1920’ye gelindiğinde Popova, “Uzam-Kuvvet Konstrüksiyonları”yla, iki boyutlu resmin sınırları ötesine geçti: Çıplak kontrplak üzerinde, kum, metal tozları, mermer ve talaşla yapılmış resimlerdi bunlar. 1921’de sanatçılar arasında “kompozisyon” mu yoksa “konstrüksiyon” mu sorusu hararetli tartışmalara yol açtığında, Popova ikinci gruptakilere katılacaktı. Aynı yıl, Rodçenko, Stepanova ve Ekster’le, kadim dostu ve çalışma arkadaşı mimar Aleksandr Vesnin’in de katıldığı 5 x 5 = 25 sergisinde beş eseri gösterildi. Serginin her kataloğu özel olarak üretilmişti, her kapakta sanatçılardan birinin elle çizilip boyanmış bir eseri yer alıyordu.

 

 

“Uzam-Kuvvet Konstrüksiyonları”

 

1921’de Lenin’in Yeni Ekonomi Politikaları’nın ilan edilmesinden altı ay sonra, Popova’nın da aralarında bulunduğu yirmi beş sanatçı, tuval resmini tümden reddeden “Sanat Hayata” başlıklı bir bildiri yayınladı. Yaygın kıtlığa, hastalıklara ve yokluklara rağmen, yoğun yaratıcılığın damgasını vurduğu bir dönemdi bu. Popova ve Vesnin, kitlelerin katıldığı sokak gösterileri düzenliyorlardı. Popova bu dönemde dergi ve kitap kapakları çizdi, porselen fincan ve işçi kıyafeti tasarladı; Devlet Yüksek Tiyatro Atölyeleri’nde ders verdi.
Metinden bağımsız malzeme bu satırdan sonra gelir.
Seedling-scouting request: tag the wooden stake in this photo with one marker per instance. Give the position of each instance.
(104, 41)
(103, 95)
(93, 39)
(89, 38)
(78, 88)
Meyerhold’un sahnelediği “Boynuzlu Koca” (1922) ve “Dünyada Kargaşa” (1923) adlı oyunlar için yaptığı sahne tasarımları, Richard Foreman’dan William Kentridge’e kadar pek çok sanatçı üzerinde etkili oldu.

 

 

 

1923-24’te, Popova ve dostu Varvara Stepanova Tekstil Baskı Fabrikası’nda çalışarak kumaş ve elbise tasarladılar. İki sanatçının tasarladığı, modası hiç geçmeyen ve bedeni rahatlıkla saran kumaşlar, Rus avangardının fiilen kitlesel olarak üretilen yegâne projeleri olacaktı. Popova, sokaklarda tasarımlarını giyen kadınları gördüğünde sanat hayatının en tatmin edici anlarını yaşadığını söyleyecekti.

 

 

Popova 1924’te, 35 yaşındayken öldü. Lenin’in ölmesinden ve Stalin’in iktidara gelmesinden sonra Popova’nın meslektaşları ya sürgüne gittiler, ya da rejimin dayattığı sosyalist gerçekçi sanata boyun eğdiler. Popova böyle bir seçim yapmak zorunda kalmadı. Deborah Solomon, Mayıs 1991’de The New Criterion’da yazdığı yazıda onun hakkında şöyle diyecekti: “Popova hep çok genç görünüyor: yüzünde, ifadesinde hep çocukları anımsatan bir şeyler var – naiflik, saflık, ya da bildiğiniz büyümemişlik. O, modern sanatın çocukluğunun vücut bulmuş hali gibi...”

 

Joyce Kozloff’un Liubov Popova, an Homage başlıklı yazısından kısaltılarak çevrilmiştir.